Bari - Vax Day il vaccino anti covid per gli anziani di Villa Giovanna e gli Operatori Sanitari all'Ospedale Di Venere foto arcieri

PUGLIA-Nel primo pomeriggio, dopo una giornata impegnativa e carica di speranza, le operazioni di somministrazione delle prime 505 dosi di vaccino anti Covid in Puglia si sono concluse. “La macchina organizzativa ha funzionato bene. La stessa attenzione- commentano il presidente della Regione Puglia Michele Emiliano e l’assessore alla Sanità Pier Luigi Lopalco- sarà messa quando arriveranno le circa 95 mila nuove dosi di vaccino per la Puglia, a partire da Gennaio”.

Dopo le prime vaccinazioni nella Cittadella della Salute a Lecce le operazioni sono proseguite nel Dea del Fazzi per altri medici impegnati in prima linea nella lotta al Covid e potenzialmente continuamente in contatto con il virus. A ricevere il vaccino Alberto Fedele, direttore Sisp Area Nord, Maurizio Scardia, direttore del 118, Silvano Fracella, direttore del Pronto Soccorso, Giuseppe Pulito, primario di Anestesia e Rianimazione del Fazzi, Anacleto Romano, primario di Malattie Infettive del Fazzi, Gianbattista Lobreglio, direttore di Patologia Clinica del Vito Fazzi.

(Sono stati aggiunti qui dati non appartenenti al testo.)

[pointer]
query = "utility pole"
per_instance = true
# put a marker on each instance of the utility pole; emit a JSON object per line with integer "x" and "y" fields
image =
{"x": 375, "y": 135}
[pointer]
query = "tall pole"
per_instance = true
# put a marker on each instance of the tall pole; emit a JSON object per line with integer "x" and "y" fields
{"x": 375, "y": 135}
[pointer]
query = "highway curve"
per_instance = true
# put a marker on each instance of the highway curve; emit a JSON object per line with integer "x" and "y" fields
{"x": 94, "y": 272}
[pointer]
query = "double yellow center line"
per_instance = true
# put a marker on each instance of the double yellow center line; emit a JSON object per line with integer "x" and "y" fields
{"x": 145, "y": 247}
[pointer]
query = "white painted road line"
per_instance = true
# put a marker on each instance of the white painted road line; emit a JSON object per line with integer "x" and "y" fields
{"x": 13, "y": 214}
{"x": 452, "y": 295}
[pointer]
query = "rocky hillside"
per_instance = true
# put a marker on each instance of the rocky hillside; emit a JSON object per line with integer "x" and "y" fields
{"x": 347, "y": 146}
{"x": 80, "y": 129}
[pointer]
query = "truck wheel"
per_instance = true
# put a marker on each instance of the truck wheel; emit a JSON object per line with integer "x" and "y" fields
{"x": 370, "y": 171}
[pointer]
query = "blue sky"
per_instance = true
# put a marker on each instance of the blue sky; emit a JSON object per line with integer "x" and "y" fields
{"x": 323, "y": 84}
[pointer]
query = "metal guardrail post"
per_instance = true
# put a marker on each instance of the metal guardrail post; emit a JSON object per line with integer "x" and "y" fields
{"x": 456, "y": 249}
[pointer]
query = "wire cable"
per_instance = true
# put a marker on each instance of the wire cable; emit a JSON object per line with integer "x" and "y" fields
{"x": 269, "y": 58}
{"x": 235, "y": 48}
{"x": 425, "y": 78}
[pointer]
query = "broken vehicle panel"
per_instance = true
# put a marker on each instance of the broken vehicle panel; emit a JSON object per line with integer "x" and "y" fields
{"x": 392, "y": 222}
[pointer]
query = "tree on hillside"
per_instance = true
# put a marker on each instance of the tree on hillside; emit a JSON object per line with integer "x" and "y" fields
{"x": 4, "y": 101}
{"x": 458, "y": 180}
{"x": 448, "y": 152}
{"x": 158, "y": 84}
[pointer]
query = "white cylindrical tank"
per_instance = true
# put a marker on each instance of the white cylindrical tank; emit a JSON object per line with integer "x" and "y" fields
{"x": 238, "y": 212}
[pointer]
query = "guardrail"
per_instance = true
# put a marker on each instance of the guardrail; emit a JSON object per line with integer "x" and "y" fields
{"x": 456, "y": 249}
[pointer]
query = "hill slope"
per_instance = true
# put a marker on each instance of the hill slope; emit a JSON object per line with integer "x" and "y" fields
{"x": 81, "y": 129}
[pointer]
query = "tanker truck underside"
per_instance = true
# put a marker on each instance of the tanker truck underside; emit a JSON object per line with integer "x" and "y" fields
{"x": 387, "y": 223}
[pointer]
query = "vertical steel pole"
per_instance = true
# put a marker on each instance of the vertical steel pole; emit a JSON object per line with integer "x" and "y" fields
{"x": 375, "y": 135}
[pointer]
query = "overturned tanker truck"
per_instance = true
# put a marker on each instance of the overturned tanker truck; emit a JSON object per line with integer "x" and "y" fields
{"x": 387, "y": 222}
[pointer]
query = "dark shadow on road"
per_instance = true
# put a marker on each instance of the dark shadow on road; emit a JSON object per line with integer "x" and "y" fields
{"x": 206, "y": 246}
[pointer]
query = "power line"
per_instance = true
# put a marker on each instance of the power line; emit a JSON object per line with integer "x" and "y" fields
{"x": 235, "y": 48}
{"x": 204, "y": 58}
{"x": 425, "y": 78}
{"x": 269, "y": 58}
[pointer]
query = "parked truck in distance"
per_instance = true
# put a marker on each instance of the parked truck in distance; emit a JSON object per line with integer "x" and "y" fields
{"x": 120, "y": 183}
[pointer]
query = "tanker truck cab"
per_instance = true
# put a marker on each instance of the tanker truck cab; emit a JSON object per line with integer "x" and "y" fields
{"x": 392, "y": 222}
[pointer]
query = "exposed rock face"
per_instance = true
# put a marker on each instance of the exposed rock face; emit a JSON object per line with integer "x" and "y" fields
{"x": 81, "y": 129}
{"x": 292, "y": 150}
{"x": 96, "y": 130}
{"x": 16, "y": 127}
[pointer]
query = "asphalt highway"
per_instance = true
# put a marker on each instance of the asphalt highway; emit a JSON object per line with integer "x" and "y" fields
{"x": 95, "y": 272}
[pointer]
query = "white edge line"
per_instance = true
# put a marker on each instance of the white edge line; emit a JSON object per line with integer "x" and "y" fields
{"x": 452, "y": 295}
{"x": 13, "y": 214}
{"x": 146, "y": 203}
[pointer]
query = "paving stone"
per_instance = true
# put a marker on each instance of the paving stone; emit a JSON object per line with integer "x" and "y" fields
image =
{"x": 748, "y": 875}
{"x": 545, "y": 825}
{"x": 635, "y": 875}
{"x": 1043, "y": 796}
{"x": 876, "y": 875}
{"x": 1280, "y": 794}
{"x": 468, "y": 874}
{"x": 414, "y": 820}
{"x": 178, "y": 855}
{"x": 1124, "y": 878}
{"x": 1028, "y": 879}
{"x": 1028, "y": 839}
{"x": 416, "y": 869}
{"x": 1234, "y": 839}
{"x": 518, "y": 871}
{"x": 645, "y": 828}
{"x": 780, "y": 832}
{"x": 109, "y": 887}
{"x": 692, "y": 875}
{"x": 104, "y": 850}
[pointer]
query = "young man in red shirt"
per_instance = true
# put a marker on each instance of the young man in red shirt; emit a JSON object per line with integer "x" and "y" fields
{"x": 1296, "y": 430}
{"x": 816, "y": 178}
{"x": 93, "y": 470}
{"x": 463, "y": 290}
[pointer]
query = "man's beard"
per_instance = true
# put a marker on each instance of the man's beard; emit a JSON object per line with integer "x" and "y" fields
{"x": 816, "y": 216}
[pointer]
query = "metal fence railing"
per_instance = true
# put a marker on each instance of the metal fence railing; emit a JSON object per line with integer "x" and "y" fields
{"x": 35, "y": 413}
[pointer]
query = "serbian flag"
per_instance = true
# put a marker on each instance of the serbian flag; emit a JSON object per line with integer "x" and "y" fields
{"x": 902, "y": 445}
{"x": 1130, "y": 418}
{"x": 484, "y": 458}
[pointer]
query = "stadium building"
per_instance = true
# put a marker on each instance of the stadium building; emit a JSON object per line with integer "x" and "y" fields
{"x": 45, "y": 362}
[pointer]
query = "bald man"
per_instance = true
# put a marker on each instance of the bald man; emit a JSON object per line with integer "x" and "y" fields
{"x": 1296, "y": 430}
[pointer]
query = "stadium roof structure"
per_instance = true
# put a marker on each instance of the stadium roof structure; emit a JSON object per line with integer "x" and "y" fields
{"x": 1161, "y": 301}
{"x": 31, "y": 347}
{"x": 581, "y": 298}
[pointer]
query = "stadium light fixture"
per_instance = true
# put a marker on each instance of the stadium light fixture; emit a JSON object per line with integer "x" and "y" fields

Le vaccinazioni sono proseguite anche nel Santa Caterina Novella di Galatina, nel Panico di Tricase e in due Rsa.

La prima anziana ad essere vaccinata in Puglia si chiama Maria Caldarulo ed ha 94 anni. È ospitata nella Rsa Villa Giovanna di Bari, una delle strutture più colpite nelle prima ondata di contagi. Ha dichiarato di essere molto felice.

Un applauso dei presenti, pochi minuti prima delle 11 per la somministrazione della prima dose di vaccino contro il Covid a Brindisi. Il primo a riceverlo è stato il presidente dell’Ordine dei Medici, Arturo Oliva. Le operazioni si sono svolte all’ex ospedale Di Summa, poi sono continuate nel Perrino.